What do you think fuels the creativity in artists at such a young age? Similarly Aphex Twin wrote his debut single when he was only 17.
It’s hard to say, I think it’s different for everyone. But looking back to when I was that age, I was already really into music, and was being very creative and productive with many other things. I’m sure that I would have been trying to create some tracks if I had some musical equipment at the time.
The Clapper – Detroit Grand Pubahs [Poker Flat]
I don’t remember how we first got connected; if we met at a gig in Detroit, or if we spoke via email. But Sandwiches was such a big tune for me, and I was more than happy to receive a demo from Paris The Black Fu. So I hit play and had to immediately jump off my seat to start jumping around my living room. The Clapper has such a great energy, and it still (or maybe again) sounds very fresh. This also resulted in an incredible album, Galactic Ass Creatures From Uranus.
Do you always look for that instant connection with the records you sign? Have there been any others that were slow burners that you didn’t think of signing straight away?
I think the instant connection is the most important thing for me, in signing or buying music. Of course there are some slow burners here and there, but most of the time, I am right about my feelings. But that doesn’t mean that the records I like the most are always the biggest selling records!

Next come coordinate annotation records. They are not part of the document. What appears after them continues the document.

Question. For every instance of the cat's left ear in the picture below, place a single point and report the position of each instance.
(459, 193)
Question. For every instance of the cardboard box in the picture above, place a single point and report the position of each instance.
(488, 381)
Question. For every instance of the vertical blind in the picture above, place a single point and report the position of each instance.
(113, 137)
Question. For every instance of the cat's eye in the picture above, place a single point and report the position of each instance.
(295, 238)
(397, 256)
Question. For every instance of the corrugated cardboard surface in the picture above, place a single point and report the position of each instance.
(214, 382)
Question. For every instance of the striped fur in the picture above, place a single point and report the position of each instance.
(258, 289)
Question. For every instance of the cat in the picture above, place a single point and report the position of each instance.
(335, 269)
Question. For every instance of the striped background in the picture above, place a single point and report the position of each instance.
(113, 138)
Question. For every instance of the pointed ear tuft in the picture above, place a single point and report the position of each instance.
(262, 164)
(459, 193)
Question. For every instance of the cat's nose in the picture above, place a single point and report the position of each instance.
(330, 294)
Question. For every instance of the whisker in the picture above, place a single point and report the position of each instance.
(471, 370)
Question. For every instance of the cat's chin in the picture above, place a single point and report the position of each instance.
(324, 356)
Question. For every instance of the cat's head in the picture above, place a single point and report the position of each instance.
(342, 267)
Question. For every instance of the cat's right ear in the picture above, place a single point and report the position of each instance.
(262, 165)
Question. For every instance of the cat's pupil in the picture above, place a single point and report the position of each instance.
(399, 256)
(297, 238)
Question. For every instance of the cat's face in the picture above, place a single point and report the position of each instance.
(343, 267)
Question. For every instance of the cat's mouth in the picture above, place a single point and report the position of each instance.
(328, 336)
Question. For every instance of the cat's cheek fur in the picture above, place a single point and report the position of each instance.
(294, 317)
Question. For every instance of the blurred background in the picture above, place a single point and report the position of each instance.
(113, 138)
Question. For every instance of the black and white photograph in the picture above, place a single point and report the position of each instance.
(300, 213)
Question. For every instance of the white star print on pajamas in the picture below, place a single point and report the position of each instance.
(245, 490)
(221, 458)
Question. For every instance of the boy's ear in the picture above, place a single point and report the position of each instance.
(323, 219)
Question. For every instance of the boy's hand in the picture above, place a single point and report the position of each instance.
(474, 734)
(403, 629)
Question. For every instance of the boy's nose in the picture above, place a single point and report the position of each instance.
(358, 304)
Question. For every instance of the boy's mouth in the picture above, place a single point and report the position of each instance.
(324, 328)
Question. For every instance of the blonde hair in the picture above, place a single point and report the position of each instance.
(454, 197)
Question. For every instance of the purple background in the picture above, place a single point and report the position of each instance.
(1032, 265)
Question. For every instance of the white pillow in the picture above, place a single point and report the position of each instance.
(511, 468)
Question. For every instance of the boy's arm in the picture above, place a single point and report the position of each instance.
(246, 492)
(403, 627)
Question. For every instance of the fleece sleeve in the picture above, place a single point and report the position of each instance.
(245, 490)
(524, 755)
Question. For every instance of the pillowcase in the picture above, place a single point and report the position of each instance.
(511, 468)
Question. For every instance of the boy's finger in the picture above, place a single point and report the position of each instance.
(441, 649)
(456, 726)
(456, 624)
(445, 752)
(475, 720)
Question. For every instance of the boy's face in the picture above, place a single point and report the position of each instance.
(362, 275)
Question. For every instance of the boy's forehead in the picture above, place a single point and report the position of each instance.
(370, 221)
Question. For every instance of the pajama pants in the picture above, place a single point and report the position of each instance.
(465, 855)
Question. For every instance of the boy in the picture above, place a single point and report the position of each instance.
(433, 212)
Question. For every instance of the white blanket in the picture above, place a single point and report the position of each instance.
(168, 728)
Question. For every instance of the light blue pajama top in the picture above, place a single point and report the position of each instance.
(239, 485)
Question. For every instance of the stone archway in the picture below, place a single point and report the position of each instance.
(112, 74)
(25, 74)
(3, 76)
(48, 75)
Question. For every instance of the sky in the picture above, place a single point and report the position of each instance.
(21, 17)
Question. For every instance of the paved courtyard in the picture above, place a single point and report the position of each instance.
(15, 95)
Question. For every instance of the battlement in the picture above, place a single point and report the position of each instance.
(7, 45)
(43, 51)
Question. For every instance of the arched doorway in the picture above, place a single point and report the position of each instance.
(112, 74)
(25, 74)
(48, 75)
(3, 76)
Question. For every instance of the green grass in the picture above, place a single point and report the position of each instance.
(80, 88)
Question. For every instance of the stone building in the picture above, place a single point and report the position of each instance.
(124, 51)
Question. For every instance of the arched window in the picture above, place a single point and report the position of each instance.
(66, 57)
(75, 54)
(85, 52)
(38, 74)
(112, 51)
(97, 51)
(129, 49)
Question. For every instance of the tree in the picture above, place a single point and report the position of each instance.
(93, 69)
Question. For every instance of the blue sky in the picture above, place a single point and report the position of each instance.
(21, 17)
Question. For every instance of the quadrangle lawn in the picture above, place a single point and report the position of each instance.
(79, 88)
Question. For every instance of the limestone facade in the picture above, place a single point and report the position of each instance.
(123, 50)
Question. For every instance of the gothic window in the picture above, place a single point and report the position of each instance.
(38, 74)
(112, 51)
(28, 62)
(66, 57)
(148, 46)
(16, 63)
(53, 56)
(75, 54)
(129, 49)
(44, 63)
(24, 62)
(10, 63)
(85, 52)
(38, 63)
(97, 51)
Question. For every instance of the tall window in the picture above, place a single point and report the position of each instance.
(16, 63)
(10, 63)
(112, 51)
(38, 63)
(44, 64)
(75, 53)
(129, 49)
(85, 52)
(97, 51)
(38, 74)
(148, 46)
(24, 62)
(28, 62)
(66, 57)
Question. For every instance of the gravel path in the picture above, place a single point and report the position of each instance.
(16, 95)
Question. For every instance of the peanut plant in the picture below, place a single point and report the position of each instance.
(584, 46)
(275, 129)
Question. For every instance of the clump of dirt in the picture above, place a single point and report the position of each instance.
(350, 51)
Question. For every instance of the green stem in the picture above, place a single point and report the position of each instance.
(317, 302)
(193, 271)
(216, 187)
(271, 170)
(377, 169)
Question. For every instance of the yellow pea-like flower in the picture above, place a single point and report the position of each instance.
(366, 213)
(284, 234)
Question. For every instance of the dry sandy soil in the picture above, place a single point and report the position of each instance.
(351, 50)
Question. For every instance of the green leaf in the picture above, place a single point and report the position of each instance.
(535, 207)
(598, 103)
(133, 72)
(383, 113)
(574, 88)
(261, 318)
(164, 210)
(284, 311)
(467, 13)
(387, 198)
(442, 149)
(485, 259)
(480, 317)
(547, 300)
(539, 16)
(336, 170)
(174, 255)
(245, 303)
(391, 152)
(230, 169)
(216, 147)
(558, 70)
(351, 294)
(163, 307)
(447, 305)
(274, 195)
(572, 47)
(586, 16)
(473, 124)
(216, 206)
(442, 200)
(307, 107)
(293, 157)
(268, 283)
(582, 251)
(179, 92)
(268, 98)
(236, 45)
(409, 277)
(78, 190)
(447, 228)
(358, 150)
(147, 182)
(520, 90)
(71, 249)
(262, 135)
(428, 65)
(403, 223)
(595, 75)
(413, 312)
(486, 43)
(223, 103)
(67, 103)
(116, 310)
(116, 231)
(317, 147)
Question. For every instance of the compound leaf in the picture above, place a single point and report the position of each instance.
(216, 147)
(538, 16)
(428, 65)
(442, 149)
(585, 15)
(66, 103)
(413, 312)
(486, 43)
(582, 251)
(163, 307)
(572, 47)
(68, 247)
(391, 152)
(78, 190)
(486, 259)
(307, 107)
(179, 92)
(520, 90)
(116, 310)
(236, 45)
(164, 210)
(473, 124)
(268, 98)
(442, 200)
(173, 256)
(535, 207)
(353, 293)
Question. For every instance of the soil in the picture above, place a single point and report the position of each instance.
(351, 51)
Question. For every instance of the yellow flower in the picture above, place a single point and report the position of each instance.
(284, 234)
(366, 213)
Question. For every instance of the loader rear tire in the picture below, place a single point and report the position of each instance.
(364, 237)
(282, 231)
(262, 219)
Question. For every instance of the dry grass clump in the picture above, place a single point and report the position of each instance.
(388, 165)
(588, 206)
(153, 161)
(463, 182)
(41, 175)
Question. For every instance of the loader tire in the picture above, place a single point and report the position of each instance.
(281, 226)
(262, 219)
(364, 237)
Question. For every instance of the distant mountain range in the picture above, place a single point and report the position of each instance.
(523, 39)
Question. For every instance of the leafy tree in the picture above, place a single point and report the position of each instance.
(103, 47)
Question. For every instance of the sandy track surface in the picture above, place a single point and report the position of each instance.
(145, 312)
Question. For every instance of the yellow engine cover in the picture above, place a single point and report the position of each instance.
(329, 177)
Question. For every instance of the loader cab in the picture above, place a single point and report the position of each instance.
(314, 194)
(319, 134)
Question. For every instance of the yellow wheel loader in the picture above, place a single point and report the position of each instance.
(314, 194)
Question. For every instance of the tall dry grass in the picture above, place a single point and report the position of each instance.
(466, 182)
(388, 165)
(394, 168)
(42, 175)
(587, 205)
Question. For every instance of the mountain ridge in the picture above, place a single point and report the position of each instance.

You can hear the original Detroit electro sound in this. How much has Detroit’s music influenced you?
Definitely A LOT – like all the other early house music from Chicago or New York. I still think that these roots are very important in today’s house and techno. It’s what still drives these genres.
Ghosts – Berkson & What [Poker Flat]
Like pretty much all of Berkson & What’s tunes, I was blown away by this one. It is still such a great tune today. I simply wish there was more stuff like this out there today. No one makes this kind of sound these days. Maybe it’s time for a revival. These two guys are also still in the top 3 house and techno live acts I’ve ever seen. What a great duo. Dan now has his own jazz trio, and I think James is still living in Asia.
This sounds like it would work early on in a set. When would you normally play it?
Personally I think if this track is played at the right time, after the right track and in the right surrounding it’s an absolute peak time track. But I think a DJ should try to tell a story, rather than playing obvious peak time track after obvious peak time track.
Do you typically draw from a lot of stuff from the label in your bag?
Yes, and I am happy to have these tunes. As I mentioned I had an instant connection to all of these records, and most of the time it stays that way.